ArtifactWhat it containsBackup methodBackup cadence
Memory channels (99 slots)Frequency, mode, filter, CTCSS/DCS, tagwfView CSV exportAfter every significant memory edit
Settings (filter widths, AGC, NR/NB defaults, USB audio levels)All menu preferencesPhotograph each menu page; or transcribe to a text fileAnnually, or before firmware update
Firmware versionJust the version stringNote in a text fileAt every firmware update
Tuner cal data (per-band best-match positions)Persisted in the radio’s NAND, not user-readableNot directly backupable — the tuner re-learnsn/a
ATU memory (best match per recently-used freq)Internal NANDNot directly backupablen/a

The X6100’s NAND flash isn’t directly readable as a filesystem from the user side. The tuner’s learned positions and the radio’s internal settings are persisted there and survive power-off, but cannot be “exported” as a file the way a DMR codeplug can. The practical implication: a factory reset wipes everything, including learned tuner positions, and recovery is by re-tuning each antenna once after the reset.
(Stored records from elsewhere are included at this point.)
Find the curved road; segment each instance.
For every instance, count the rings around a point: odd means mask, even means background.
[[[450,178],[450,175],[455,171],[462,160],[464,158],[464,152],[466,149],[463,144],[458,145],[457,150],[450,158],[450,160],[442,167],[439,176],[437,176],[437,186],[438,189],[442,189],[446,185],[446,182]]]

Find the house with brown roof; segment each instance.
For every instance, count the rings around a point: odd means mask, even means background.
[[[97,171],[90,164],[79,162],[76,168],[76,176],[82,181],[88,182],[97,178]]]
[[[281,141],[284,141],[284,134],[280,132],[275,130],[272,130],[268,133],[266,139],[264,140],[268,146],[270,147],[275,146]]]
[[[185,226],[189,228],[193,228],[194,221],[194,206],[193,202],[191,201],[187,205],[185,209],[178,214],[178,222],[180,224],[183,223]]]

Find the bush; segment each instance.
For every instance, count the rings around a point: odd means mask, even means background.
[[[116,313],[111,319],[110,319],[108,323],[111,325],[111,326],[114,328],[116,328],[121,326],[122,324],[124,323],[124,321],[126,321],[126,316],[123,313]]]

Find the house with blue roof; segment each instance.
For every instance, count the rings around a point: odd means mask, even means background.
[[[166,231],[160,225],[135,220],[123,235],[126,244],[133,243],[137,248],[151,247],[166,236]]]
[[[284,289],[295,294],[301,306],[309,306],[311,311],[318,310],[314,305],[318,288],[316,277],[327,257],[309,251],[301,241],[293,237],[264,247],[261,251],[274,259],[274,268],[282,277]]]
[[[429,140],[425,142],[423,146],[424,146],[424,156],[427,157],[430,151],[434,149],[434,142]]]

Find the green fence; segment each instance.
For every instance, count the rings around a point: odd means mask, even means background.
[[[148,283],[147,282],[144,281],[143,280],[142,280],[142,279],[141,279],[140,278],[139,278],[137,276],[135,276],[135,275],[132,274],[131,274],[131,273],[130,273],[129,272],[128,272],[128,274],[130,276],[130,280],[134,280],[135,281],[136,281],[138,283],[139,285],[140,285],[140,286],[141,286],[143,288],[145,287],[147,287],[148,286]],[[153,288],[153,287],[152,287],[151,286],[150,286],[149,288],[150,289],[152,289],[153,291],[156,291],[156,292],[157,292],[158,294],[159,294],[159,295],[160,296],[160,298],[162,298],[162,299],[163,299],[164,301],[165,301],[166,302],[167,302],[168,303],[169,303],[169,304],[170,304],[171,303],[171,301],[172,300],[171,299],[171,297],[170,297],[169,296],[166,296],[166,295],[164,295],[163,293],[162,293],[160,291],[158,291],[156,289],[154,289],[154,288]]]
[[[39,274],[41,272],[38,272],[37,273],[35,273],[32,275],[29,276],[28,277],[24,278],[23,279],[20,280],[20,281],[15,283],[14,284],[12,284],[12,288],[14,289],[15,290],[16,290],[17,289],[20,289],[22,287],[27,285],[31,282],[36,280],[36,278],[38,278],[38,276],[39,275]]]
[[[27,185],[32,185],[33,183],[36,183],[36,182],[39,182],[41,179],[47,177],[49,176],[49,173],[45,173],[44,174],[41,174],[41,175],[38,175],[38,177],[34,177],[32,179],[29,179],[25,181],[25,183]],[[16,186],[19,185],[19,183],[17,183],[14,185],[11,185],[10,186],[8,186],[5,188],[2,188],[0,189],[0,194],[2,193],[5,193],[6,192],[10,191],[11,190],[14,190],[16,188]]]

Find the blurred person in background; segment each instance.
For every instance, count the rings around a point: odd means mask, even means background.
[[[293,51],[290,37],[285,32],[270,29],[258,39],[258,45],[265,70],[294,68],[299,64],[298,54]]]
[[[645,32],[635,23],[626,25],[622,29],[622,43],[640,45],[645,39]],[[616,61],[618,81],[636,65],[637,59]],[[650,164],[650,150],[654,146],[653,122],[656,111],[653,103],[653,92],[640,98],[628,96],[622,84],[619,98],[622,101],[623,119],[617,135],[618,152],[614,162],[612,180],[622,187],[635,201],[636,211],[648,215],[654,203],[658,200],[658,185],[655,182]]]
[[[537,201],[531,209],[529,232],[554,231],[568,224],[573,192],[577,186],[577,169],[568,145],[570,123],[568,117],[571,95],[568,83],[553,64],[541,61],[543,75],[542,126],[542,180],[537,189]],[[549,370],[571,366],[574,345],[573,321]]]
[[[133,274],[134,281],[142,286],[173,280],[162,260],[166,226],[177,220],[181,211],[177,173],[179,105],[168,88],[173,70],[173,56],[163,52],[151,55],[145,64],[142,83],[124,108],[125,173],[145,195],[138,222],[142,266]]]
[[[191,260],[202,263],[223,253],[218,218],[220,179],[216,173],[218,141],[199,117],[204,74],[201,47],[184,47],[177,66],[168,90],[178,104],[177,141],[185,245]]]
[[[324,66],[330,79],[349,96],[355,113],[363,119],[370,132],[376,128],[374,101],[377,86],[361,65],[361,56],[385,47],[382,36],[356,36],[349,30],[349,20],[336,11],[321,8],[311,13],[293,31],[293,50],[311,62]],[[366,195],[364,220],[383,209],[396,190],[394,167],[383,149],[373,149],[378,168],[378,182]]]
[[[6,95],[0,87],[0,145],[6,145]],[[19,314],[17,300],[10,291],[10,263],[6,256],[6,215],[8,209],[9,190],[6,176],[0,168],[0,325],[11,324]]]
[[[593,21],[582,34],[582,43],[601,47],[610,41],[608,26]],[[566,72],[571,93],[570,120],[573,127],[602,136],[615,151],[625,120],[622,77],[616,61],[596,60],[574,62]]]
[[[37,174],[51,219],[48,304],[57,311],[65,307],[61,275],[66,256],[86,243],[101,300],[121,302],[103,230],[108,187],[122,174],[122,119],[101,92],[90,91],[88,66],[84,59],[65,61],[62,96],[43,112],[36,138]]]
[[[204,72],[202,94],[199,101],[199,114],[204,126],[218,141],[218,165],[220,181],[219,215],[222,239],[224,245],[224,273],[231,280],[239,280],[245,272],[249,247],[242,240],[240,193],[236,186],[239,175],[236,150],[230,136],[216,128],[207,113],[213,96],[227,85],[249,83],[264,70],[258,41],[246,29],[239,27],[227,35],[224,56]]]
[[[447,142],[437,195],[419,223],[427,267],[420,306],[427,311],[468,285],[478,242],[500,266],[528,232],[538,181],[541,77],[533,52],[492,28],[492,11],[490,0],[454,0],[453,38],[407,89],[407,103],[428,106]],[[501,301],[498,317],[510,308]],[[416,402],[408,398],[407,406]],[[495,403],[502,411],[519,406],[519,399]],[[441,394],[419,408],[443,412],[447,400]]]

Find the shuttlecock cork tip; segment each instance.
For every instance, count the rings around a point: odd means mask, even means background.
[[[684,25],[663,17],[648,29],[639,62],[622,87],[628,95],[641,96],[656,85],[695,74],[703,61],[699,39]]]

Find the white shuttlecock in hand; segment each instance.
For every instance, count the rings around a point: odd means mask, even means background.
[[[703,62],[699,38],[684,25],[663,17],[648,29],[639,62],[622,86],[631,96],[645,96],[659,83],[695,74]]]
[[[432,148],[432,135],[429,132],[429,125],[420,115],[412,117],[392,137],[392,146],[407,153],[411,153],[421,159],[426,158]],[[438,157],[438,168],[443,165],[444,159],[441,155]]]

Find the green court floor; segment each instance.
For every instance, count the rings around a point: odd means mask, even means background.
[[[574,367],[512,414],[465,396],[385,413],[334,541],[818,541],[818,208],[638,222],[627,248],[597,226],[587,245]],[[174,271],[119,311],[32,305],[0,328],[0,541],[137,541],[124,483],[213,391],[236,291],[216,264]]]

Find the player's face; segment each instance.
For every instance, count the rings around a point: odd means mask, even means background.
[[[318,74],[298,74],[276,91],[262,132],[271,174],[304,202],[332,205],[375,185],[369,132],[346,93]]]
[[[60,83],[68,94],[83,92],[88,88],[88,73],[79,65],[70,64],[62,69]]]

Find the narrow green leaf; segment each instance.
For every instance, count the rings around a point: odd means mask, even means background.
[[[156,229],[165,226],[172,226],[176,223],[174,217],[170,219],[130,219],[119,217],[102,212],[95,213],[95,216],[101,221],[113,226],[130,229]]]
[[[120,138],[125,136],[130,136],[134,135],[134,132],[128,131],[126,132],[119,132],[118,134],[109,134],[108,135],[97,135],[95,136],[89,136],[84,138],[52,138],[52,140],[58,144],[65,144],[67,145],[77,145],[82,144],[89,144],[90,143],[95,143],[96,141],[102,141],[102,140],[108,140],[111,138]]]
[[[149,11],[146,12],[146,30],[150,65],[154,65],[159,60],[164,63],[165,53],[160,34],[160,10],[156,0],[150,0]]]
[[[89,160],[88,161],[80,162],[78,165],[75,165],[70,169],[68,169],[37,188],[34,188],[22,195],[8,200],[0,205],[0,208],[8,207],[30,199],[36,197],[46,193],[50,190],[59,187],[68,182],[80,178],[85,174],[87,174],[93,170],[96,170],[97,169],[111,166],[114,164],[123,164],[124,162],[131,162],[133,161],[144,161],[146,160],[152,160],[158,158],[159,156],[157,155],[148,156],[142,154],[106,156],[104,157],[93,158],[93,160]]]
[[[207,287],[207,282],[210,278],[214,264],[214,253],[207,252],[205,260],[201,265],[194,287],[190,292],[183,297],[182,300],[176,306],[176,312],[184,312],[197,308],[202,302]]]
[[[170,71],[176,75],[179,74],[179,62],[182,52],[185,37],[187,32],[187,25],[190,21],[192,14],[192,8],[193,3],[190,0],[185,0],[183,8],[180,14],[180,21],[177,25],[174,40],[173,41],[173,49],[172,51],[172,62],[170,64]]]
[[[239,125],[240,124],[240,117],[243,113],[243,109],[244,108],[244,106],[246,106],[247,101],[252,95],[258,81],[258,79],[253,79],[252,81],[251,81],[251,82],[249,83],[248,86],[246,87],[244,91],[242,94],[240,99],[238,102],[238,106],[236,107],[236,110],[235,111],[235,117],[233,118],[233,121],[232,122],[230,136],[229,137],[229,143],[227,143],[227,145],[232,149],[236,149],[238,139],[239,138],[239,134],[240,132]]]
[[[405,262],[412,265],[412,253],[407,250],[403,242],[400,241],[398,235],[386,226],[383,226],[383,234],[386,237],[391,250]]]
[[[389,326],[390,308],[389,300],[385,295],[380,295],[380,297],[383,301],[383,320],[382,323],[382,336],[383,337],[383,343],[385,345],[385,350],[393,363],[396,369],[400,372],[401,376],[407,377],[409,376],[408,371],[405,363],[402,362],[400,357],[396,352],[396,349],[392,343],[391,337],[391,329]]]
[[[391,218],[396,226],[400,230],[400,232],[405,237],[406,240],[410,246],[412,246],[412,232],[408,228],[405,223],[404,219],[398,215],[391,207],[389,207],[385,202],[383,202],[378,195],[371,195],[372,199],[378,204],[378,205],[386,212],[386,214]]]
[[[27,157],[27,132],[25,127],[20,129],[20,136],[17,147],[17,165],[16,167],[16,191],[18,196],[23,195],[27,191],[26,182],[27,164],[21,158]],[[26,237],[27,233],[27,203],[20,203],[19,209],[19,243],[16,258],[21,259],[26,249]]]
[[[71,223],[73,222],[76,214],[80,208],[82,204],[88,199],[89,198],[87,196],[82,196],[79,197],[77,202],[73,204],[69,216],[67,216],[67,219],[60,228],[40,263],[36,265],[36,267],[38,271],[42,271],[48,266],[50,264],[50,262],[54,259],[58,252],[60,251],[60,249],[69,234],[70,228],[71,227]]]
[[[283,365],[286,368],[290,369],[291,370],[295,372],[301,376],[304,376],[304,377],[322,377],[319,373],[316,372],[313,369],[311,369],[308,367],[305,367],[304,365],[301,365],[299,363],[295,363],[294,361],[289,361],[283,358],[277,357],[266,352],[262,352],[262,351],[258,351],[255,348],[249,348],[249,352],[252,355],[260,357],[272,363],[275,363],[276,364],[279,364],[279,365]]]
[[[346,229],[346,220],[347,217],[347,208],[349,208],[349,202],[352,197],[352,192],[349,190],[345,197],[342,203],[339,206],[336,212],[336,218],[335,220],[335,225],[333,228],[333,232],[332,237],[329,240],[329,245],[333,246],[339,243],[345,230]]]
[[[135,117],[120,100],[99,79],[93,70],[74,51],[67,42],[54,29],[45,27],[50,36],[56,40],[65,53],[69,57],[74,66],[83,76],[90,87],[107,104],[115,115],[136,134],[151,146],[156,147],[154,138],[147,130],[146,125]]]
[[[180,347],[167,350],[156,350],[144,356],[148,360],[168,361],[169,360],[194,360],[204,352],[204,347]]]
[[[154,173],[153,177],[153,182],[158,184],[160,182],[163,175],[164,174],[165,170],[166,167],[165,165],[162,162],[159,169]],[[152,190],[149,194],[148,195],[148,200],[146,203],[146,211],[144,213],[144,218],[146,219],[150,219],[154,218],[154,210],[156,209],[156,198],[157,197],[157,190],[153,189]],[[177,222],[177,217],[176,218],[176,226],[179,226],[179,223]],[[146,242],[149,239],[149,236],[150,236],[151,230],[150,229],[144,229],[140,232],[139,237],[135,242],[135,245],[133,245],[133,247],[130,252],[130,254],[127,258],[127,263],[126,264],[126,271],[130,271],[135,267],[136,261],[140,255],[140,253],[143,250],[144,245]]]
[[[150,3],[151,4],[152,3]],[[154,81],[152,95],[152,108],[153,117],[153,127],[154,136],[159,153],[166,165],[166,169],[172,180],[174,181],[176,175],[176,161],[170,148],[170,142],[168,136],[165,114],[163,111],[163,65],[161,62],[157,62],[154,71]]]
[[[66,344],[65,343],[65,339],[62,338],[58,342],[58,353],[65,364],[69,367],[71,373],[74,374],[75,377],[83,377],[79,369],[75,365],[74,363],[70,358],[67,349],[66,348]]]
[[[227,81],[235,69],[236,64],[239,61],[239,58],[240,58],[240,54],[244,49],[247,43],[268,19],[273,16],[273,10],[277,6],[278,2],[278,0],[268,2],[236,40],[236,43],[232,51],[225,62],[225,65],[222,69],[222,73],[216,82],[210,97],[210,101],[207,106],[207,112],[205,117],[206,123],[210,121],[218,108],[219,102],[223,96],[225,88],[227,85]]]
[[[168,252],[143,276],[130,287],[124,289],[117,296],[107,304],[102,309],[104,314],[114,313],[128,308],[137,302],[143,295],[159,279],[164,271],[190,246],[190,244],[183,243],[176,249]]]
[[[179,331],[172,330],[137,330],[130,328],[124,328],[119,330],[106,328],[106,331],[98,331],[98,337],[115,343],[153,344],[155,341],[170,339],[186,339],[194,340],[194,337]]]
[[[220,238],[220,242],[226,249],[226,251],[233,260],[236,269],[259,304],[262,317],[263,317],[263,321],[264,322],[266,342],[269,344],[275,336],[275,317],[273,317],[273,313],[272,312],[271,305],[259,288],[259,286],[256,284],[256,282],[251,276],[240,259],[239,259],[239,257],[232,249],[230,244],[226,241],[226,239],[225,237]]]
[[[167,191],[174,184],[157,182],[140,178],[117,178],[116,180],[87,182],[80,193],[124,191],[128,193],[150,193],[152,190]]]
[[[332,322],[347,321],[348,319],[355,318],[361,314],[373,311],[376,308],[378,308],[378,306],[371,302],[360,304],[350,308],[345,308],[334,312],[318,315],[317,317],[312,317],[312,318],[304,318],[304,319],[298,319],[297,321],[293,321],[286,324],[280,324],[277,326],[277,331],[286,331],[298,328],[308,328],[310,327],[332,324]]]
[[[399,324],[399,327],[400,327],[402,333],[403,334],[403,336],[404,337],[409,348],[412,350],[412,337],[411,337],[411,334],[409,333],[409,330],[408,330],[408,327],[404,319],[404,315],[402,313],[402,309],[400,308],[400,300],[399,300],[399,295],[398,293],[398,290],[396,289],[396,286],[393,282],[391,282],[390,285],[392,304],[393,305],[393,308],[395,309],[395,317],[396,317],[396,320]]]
3.2.2 Backup file locations

  • Firmware archive: ../../programs/xiegu-x6100/firmware-history/ — versioned snapshots of every firmware release used on this radio.
  • Memory channel exports: ../../programs/xiegu-x6100/memory-backups/ — periodic CSV exports from wfView. Filename convention: x6100-memories-YYYYMMDD.csv. TBD — most recent backup: verify the date the next time the memory bank is touched.
  • Menu settings: ../../programs/xiegu-x6100/settings-snapshots/ — markdown files documenting current menu values, with date stamps.

3.2.3 Recovery procedures

Recovery from a corrupted firmware update (radio fails to boot or boots into a broken state):

  1. Power off, remove SD card.
  2. Format a fresh microSD as FAT32.
  3. Copy the previous known-good firmware bin onto it (from the firmware-history/ archive).
  4. Insert SD, power on holding the multi-function knob.
  5. Reflash; radio reboots to the older firmware.

If the firmware bootloader itself is corrupted (rare), the recovery requires Xiegu’s USB bootloader tool — contact Radioddity or the Xiegu factory; this is a service operation, not a user procedure.

Recovery from a memory channel wipe:

  1. Connect wfView, open the memory editor.
  2. Load the most recent CSV backup from memory-backups/.
  3. Click “Send to radio.” All 99 memories are written.
  4. Spot-check 2-3 memories on-radio to confirm.

Recovery from a settings menu wipe (after a factory reset):

  1. Walk through the menu manually, restoring each setting from the most recent settings-snapshot markdown.
  2. Re-tune each commonly-used antenna so the ATU re-learns its match positions.
  3. Re-set USB audio levels for any digital modes you use (this is the most-commonly-forgotten setting; if it’s wrong, WSJT-X will report “Tx audio level very low” or “very high” and the rig will appear to not be transmitting properly).

The recovery workflow is more manual than for the DMR rigs in this series because the radio’s internal state isn’t dump-and-restore-able. The compensation is that the X6100’s state surface is smaller (no 1,000 talkgroups, no 50 zones, no roaming tables, just a few menu pages and 99 memories).